Development of brent oil, natural gas and the s&p gsci index since 2020

Base metals

Prices in the base metals sector fell slightly by more than 2 percent in July (as measured by the S&P® GSCI Industrial Metals Index). The sharp slump in copper prices at the end of July was particularly noticeable. Following an investigation by the Trump administration into possible copper tariffs, the COMEX (Commodity Exchange) copper price on the US commodity exchange CME (Chicago Mercantile Exchange) shot up by over 10 percent at the beginning of July. However, everything changed at the end of the month: Donald Trump imposed tariffs of 50 percent exclusively on imports of semi-finished copper products, but excluded refined copper and copper concentrate from the tariffs. As a result, the price of copper plummeted by more than 20 percent, meaning that the copper price has only gained around 10 percent since the beginning of the year. Declining Chinese demand and a more fragile industrial outlook exacerbated the downward trend.

Price development of copper and the s&p gsci industrial metals index between 2020 and 2025

Precious metals

The price of gold remained relatively stable in July (-0.4 percent), supported by a weaker US dollar and continued expectations of interest rate cuts by the Federal Reserve. Since the beginning of the year, the gold price has risen by over 25 percent. Palladium was a clear winner among the precious metals with a gain of around 9 percent in July (up around 28 percent since the start of the year). Supported by ETF inflows and geopolitical uncertainties (Russia supplies around 40 percent of the global supply), the metal recorded an increase in value.

Development of the gold price and palladium price since 2020 until 2025

Soft commodities

Soft commodities fell slightly in price (around -0.5 percent measured by the S&P® GCSI Softs in July, around -12 percent since the start of the year). The price of cocoa was one of the negative factors, falling by around 2.5 percent in July and now trading around 25 percent lower than at the start of the year. The reasons for this can be found in weak processing data, which indicates a decline in demand. At the other end, live cattle (around +7.0 percent in July and around +20 percent since the beginning of the year) benefited from a strong cash market and repeated border closures between the USA and Mexico.

Price development of live cattle, cocoa and the s&p gsci softs index since 2020

The market remains on the move

The ongoing trade conflicts remain a defining issue, but so far their direct impact on the commodity markets has been limited. The answer to the question of the extent to which tariffs will drive up consumer prices in the US and dampen growth could be decisive. In China, a possible decline in exports, particularly in the base metal sector, is causing uncertainty.
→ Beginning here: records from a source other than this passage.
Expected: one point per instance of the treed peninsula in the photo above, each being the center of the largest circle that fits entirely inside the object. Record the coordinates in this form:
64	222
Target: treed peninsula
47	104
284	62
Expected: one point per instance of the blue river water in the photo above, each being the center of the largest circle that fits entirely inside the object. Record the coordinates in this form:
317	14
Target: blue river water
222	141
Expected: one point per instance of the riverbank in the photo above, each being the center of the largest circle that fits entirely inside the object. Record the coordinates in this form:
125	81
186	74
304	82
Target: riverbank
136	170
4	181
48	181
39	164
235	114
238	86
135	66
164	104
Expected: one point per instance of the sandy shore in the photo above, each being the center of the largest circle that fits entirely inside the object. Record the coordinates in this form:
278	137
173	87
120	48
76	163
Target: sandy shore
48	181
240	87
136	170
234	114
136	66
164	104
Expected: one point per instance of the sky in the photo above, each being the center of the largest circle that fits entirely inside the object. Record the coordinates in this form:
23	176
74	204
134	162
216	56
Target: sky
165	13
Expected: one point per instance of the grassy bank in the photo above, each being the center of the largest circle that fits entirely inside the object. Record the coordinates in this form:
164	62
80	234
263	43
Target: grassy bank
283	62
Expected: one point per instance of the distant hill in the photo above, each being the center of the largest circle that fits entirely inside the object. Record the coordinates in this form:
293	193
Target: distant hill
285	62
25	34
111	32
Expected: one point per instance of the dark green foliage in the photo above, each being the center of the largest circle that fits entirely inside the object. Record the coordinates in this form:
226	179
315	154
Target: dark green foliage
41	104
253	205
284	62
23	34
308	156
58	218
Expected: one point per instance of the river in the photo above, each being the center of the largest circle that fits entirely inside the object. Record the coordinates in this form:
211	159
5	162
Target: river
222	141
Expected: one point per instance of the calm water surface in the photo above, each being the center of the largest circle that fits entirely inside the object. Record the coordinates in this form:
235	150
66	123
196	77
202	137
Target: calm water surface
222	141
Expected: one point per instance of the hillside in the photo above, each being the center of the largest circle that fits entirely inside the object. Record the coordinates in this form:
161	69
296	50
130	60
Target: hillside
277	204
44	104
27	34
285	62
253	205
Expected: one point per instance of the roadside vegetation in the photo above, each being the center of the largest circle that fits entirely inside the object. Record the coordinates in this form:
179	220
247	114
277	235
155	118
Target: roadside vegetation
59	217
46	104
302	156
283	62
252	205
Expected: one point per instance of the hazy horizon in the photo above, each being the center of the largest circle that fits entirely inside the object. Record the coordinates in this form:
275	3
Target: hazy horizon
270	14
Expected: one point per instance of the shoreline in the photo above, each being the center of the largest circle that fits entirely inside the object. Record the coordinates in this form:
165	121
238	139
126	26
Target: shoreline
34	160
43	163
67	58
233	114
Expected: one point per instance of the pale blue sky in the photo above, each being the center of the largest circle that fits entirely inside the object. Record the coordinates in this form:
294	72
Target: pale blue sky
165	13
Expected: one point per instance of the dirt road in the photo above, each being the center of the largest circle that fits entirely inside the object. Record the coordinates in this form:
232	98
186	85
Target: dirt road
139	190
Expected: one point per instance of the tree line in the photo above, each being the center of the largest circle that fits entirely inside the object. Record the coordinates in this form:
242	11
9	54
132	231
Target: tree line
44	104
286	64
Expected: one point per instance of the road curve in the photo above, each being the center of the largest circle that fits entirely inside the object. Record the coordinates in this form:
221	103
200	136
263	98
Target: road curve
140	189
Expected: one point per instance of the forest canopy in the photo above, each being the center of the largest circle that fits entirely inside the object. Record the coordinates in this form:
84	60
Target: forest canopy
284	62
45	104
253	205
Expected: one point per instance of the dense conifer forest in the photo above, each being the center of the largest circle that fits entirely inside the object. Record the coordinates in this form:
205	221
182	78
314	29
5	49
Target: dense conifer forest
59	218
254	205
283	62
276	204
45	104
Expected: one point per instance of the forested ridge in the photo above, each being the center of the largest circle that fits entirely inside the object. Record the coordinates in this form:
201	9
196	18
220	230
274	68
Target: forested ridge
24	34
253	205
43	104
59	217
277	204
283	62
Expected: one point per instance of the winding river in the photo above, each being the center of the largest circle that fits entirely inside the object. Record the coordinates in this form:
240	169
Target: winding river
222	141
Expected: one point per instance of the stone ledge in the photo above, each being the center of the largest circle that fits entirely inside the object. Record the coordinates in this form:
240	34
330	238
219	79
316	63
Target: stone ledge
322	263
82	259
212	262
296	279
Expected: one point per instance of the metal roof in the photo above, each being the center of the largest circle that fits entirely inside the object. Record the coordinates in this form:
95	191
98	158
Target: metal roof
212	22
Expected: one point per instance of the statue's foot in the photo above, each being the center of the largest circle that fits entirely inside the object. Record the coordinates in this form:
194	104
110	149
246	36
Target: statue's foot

In the US, the labor market could also remain an important factor influencing commodity prices: weak employment figures could prompt the Fed to cut interest rates as early as September, which could boost precious metals, especially gold.

Tension continues to build in the energy sector. In the short term, there is a threat of oil price instability, depending on whether sanctions against Russian oil actually take effect or whether Donald Trump can achieve a long-awaited step towards peace with the two parties to the conflict, Russia and Ukraine. On the other hand, a political turnaround in OPEC+ (Organization of Petroleum Exporting Countries) could also support supply and put pressure on prices.